The present study was undertaken to investigate whether the effectiveness of immunotherapy could be predicted based on early changes in ctDNA levels in patients with metastatic NSCLC. We compared the timing and magnitude of change in ctDNA levels and radiographic tumor size measurements longitudinally during treatment. We examined whether patients with downtrending ctDNA levels were more likely to have a longer duration of treatment benefit.
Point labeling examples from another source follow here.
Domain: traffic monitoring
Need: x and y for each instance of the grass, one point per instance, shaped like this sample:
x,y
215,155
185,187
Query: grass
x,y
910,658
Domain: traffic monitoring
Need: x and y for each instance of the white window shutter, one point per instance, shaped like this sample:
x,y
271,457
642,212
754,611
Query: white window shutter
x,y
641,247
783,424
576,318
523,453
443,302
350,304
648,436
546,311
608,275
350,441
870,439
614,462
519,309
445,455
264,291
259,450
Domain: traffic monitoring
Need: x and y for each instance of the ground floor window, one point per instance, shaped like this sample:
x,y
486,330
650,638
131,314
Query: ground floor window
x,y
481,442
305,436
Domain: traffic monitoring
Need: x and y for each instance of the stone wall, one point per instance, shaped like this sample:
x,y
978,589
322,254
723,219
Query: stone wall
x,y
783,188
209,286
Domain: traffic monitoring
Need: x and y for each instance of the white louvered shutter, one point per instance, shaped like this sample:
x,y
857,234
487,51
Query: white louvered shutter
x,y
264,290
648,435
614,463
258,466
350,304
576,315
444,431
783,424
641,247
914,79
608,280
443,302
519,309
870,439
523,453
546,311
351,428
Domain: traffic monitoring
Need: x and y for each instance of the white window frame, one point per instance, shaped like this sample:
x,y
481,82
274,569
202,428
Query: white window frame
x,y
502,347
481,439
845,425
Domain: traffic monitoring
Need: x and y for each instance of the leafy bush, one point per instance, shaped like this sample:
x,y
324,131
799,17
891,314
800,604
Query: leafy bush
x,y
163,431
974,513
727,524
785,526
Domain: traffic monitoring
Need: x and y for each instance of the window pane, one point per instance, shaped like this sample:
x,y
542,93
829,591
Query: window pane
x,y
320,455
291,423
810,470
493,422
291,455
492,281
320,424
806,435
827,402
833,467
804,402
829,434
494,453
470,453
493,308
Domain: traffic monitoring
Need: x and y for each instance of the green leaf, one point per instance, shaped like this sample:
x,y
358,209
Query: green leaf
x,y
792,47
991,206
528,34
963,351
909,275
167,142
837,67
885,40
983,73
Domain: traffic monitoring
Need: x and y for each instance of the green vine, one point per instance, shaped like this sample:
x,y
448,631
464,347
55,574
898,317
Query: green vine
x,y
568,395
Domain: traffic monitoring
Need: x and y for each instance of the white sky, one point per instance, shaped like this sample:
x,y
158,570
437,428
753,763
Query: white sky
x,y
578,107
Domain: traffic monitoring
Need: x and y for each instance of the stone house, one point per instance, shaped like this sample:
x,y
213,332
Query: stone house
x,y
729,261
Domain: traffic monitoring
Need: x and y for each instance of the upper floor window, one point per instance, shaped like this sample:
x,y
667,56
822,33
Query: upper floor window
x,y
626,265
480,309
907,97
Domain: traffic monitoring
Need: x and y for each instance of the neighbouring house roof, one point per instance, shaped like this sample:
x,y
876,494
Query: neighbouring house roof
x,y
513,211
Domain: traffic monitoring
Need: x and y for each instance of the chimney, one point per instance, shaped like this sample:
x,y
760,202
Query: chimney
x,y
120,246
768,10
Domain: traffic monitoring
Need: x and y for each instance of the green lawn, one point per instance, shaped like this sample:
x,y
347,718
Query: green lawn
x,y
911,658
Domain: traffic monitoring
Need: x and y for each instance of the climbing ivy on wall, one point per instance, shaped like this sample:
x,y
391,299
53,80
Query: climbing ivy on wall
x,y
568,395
We also examined whether such patients had improved clinical outcomes, including progression-free survival and overall survival.
Materials and Methods
Patients and plasma
In this single-institution study, we collected serial blood samples between October 2014 and May 2016 from patients diagnosed with metastatic NSCLC who were receiving immunotherapy with an anti–PD-1 or anti–PD-L1 drug, alone or in combination with other immunotherapeutic agents. Patients concurrently receiving any other class of systemic cancer therapy were excluded from the study. Treating oncologists were blinded to the results of ctDNA testing, and ctDNA analysis was performed while blinded to clinical data. The study was approved by the Human Investigation Committee of Yale University, and was conducted according to established ethical guidelines as outlined in the Declaration of Helsinki. Informed written consent was obtained from all patients.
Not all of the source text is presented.